The Trial of Ubu
Judging by this production of a play that was originally seen in Germany and the Netherlands, Simon Stephens started off with a good idea but has never managed to develop it into a full-scale play.
The Ubu plays written by Alfred Jarry have attained a practically mythical status. That is because they portray the kind of Everyman tyrant who seems to reappear around the world with terrifying regularity.
In this latest incarnation, Stephens mixes the original story with ghosts of other characters and tales drawn from various media and eras.
The lengthy opening scene is a strange mixture of Ubu, Macbeth and Punch and Judy. Pa and Ma Ubu knock seven bells out of each other but soon enough their ambitions grow and they see the opportunity to kill jolly King Wenceslas and steal his crown.
Once enthroned, our antihero goes for gold, literally by killing in quick succession the landed gentry, the judges and the bankers. The irony of this last group will probably not be lost on a typical, affluent Hampstead audience.
After the knockabout humour, Katie Mitchell's vision changes gear and gets close to reverse as we spend long periods watching and listening to a pair of simultaneous translators played by Nikki Amuka-Bird and Kate Duchene.
They are reporting a trial that could easily have been that of, say, Adolf Hitler, Idi Amin or Slobodan Milosevic but is in fact the indictment of Pa Ubu. As such, the court scenes have the texture of verbatim dramas of the type regularly seen down the road at the Tricycle but reported like Greek tragedies rather than seen.
Long stretches of testimony dragging out over in excess of 12 months are related with the breaks shown in cleverly devised fast forward mode, one of those stage tricks at which Katie Mitchell excels.
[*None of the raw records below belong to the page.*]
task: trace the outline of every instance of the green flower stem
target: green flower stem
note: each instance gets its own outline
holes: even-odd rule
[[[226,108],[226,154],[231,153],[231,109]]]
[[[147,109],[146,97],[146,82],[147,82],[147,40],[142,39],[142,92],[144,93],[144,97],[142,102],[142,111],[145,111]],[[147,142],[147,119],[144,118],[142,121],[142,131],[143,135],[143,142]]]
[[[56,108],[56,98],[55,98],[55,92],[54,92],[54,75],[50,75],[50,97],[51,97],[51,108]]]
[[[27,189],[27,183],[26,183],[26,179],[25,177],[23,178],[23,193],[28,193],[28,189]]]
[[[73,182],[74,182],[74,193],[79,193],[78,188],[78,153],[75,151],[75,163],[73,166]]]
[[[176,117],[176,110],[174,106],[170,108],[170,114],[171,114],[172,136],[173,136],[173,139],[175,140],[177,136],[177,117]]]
A couple of times the stage, which otherwise looks like a wall of death with a small window, opens out into a triptych with stage right an advocates' resting room and stage left the former King's cell.
The story is given an air of fantasy by the fact that when the trial takes place in 2009, 98 years after the crime was committed, the defendant is 130, while one of his accusers has reached the grand old age of 183.
Once you have picked up the idea, not a great deal happens making this performance feel rather longer than its running time, which is only 75 minutes.